No sé si os habéis percatado de que últimamente estoy siendo incluso más desastrosa de lo habitual: Todas mis entradas van tarde (esta incluida :D), no contesto los comentarios (¡antes lo hacía tarde pero al menos lo hacía!) y en general es todo un auténtico caos. (¡Desde aquí un beso para Emma y Marca! ¡Que Dios os lo pague!)
El caso es que esto tiene una explicación. Y no me refiero únicamente a que yo sea lo peor (que también.)
Tengo que confesar algo: ESTOY DE MUDANZA.
Me gusta decirlo así, a modo de confesión. Rollo “intervention” y rollo AA.
Al principio me daba vergüenza reconocer que lo estaba pasando mal con el proceso y lo mucho que me estaba costando adaptarme, pero rápidamente me di cuenta de que esto es un mal epidémico y que todo el mundo odia las mudanzas. “No es tan raro”, diréis. “Todo el mundo ha pasado por esto” “Supéralo, Ri, no es para tanto.”

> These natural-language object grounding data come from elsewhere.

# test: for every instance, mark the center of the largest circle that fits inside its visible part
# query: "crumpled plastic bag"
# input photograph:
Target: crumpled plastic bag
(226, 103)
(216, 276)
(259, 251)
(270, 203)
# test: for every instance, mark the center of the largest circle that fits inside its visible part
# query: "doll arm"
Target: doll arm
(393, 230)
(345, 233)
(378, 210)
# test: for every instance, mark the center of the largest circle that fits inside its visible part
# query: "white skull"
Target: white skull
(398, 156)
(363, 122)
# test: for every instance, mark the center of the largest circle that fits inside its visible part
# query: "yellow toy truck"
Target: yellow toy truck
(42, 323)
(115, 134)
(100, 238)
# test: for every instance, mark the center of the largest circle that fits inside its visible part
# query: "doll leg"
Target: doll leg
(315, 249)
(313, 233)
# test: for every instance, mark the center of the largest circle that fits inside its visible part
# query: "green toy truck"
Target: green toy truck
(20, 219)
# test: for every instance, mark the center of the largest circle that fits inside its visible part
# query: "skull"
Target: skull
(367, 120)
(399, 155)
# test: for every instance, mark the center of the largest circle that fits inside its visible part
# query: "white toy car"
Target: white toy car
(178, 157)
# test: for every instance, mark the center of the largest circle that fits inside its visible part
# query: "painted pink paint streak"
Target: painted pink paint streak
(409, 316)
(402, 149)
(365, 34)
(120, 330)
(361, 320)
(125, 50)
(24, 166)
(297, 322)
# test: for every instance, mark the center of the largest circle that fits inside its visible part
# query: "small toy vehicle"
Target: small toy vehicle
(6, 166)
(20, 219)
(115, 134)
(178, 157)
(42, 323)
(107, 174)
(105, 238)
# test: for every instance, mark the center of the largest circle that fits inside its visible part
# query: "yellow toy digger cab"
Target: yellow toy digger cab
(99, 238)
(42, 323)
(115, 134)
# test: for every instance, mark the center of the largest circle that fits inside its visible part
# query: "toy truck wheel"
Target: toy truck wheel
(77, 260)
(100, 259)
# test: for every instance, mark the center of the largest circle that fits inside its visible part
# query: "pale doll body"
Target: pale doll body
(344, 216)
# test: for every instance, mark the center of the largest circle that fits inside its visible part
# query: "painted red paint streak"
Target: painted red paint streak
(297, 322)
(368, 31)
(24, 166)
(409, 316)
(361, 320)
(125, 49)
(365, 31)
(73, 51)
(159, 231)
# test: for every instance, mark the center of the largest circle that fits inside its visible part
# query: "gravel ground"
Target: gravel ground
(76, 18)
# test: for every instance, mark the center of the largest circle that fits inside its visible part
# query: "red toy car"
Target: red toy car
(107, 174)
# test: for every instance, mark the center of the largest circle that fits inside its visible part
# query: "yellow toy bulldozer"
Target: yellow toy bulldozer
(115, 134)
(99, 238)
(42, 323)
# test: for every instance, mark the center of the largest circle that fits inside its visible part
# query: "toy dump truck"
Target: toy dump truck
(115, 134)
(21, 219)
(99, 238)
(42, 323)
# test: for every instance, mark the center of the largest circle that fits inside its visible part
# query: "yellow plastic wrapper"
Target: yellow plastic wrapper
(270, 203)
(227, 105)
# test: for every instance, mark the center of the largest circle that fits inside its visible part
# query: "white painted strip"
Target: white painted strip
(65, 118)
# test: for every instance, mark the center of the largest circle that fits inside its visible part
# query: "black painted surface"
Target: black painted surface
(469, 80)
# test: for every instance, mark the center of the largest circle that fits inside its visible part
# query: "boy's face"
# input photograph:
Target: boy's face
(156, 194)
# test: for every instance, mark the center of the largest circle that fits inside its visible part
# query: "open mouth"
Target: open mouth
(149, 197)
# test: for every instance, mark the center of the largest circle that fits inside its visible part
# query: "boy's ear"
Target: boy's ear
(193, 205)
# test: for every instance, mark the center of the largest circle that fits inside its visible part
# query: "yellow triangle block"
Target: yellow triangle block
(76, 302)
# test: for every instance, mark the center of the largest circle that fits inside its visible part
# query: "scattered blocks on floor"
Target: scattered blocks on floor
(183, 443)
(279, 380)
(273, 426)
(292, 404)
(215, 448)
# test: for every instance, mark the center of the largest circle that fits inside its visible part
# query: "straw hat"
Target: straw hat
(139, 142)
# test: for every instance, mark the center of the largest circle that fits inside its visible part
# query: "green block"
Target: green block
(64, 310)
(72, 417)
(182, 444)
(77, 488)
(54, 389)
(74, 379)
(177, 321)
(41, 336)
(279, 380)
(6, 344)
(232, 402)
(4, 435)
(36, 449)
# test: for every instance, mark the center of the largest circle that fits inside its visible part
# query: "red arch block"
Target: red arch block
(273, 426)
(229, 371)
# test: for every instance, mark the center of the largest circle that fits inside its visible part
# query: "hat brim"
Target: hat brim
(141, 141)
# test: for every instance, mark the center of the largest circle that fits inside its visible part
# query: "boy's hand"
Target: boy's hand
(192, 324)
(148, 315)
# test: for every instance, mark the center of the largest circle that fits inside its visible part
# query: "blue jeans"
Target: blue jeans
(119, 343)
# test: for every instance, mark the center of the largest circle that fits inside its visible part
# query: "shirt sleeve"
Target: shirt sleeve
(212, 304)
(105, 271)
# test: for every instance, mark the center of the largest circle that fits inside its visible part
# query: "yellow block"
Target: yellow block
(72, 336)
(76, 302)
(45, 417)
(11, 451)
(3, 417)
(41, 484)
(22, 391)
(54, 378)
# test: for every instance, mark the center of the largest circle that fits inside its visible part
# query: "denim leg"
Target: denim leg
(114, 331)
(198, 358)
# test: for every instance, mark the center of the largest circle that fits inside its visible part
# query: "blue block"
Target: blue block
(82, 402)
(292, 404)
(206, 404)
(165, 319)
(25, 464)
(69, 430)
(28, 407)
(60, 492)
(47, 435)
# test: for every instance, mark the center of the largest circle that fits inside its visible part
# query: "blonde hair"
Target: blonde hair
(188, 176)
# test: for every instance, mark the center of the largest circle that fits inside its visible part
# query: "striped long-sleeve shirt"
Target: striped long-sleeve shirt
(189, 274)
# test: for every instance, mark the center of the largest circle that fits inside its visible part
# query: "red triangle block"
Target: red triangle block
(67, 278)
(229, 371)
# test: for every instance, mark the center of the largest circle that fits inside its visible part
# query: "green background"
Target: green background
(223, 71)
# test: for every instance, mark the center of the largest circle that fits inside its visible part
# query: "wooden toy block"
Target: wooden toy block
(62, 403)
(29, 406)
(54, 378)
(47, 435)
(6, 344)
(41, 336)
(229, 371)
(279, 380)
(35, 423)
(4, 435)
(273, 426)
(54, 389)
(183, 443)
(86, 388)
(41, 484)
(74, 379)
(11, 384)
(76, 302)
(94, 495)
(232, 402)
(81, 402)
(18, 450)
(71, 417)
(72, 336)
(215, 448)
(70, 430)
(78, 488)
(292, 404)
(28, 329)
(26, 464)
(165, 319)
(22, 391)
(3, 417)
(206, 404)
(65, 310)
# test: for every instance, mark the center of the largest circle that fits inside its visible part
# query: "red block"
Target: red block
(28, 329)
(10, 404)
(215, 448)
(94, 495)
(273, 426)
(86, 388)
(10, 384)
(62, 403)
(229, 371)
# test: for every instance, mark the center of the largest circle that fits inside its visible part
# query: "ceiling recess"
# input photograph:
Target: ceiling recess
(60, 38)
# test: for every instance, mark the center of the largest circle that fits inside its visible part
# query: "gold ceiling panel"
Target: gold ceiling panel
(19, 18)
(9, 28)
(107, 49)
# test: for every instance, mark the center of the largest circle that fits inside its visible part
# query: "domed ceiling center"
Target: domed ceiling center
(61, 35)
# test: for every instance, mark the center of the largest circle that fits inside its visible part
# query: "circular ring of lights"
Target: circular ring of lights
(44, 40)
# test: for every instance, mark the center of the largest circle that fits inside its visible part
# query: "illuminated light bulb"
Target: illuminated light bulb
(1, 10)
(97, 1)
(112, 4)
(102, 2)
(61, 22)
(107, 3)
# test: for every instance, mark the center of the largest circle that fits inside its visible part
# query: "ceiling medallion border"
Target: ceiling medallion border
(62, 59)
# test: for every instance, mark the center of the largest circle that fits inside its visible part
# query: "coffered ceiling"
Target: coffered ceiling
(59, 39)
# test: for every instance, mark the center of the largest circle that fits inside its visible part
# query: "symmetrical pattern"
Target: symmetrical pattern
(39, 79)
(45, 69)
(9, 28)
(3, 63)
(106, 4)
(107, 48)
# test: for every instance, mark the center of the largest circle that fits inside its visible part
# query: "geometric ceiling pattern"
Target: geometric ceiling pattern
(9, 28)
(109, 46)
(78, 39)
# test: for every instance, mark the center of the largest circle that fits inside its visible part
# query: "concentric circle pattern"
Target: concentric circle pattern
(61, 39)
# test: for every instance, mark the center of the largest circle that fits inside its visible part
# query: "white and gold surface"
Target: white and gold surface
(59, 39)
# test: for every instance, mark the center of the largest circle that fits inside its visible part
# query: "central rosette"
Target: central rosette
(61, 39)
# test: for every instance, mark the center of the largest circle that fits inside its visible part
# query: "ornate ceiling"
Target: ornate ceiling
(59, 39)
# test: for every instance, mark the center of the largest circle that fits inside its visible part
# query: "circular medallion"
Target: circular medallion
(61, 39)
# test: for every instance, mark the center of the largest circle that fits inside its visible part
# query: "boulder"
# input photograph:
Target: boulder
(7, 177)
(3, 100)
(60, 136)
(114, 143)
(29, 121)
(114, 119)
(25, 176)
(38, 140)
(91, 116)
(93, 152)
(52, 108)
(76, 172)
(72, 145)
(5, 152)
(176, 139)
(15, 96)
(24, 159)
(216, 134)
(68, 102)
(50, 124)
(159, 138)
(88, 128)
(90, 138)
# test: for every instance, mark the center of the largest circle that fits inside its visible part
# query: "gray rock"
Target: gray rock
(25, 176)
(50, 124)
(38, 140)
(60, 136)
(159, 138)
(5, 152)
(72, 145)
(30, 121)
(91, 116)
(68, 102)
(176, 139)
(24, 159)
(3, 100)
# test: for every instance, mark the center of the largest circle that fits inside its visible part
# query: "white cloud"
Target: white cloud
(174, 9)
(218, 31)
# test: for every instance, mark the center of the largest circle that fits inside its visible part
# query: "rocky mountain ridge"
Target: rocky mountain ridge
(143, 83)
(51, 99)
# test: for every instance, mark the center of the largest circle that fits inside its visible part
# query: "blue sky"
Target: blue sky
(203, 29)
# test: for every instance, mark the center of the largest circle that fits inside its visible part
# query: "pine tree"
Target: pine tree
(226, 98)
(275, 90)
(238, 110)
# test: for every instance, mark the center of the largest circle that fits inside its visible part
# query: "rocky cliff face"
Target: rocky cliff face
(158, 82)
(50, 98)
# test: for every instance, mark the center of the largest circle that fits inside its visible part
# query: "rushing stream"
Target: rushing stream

Y tendréis razón. Pero yo me he ido a vivir con una hetero.(A mí me gusta hablar de las heteros como quien habla de animales mitológicos, pues ya sabemos todas que están en peligro de extinción y ahora mismo no hay más que lesbianas everywhere.) Y no me he ido con una hetero cualquiera. Me he ido a vivir con la hetero más hetero sobre la faz de la tierra.
Mi función en las visitas a Ikea es básicamente la de cargar (la mía y la de la pobre Srta. Lawliet, cuyo coche nos ahorró innumerables viajes y agujetas.)
Pero mi función no se limita a la de ser la mula de carga, no, una vez llego a casa me toca ponerme a montar los muebles y dar instrucciones a mi novia y mi compañera de piso (yo siempre he pensado que sería una capataz genial. A veces también pienso que me he equivocado de especialidad y tendría que haber sido cirujana: me encanta dar órdenes y se me da genial; modestia aparte.)
Yo he intentado no intervenir y dejar que lo hagan solas, pero la última vez que hice eso mi compañera de piso montó parte de la cama al revés y hubo que desmontarla y volverla a montar. (Briconsejo: SEGUID LAS PUTAS INSTRUCCIONES DE IKEA PARA EVITAR SITUACIONES COMO ESTA.) Doy gracias a mi padre desde aquí por su maravillosa caja de herramientas y sus preciosos destornilladores y, sobre todas las cosas, doy gracias a mi padre, a Dios, a la Virgen y a quien haga falta por esa maravilla de la Creación y la Tecnología (así con mayúsculas) que es EL ATORNILLADOR ELÉCTRICO.
No sé muy bien qué opinar de esto, la verdad; porque lo peor es que ME ENCANTA.
Mi compañera de piso propone que yo arregle las sillas mientras ella limpia y a mí me parece MARAVILLOSO. Y ahí estoy yo, con mis trapos, mis destornilladores, mi lija, mis brochas… feliz como un regaliz. ¿Es esto normal?
Es que yo creo que esto ya es patológico, porque el otro día cuando me tocó a mí hablar con el tío de la instalación de Internet por que era la única que le entendía cuando hablaba de rosetas e historias estaba hasta contenta (otro día hablaremos de las instalaciones de Internet, porque eso sí que es odio de verdad, con la llama de mi odio podría iluminarse un continente entero, no os digo más.)
Os confieso que me está dando un poco de vergüenza este post, pero ahora no me da tiempo a escribir otro.
Y ya que estamos hoy de confesiones, os confesaré que… esta no es la primera vez que esto me pasa: En mi piso anterior siempre me tocaba arreglar cosas.
Me estoy haciendo un currículo de “arregladora de cosas” que flipas. Cisternas, teles, ordenadores, mesas, lámparas, sillas…
Vamos, que mi compañera de piso está encantadísima de haberse ido a vivir con una bollera y yo odio que me toque encargarme siempre del bricolaje ¡Y QUE ENCIMA ME GUSTE!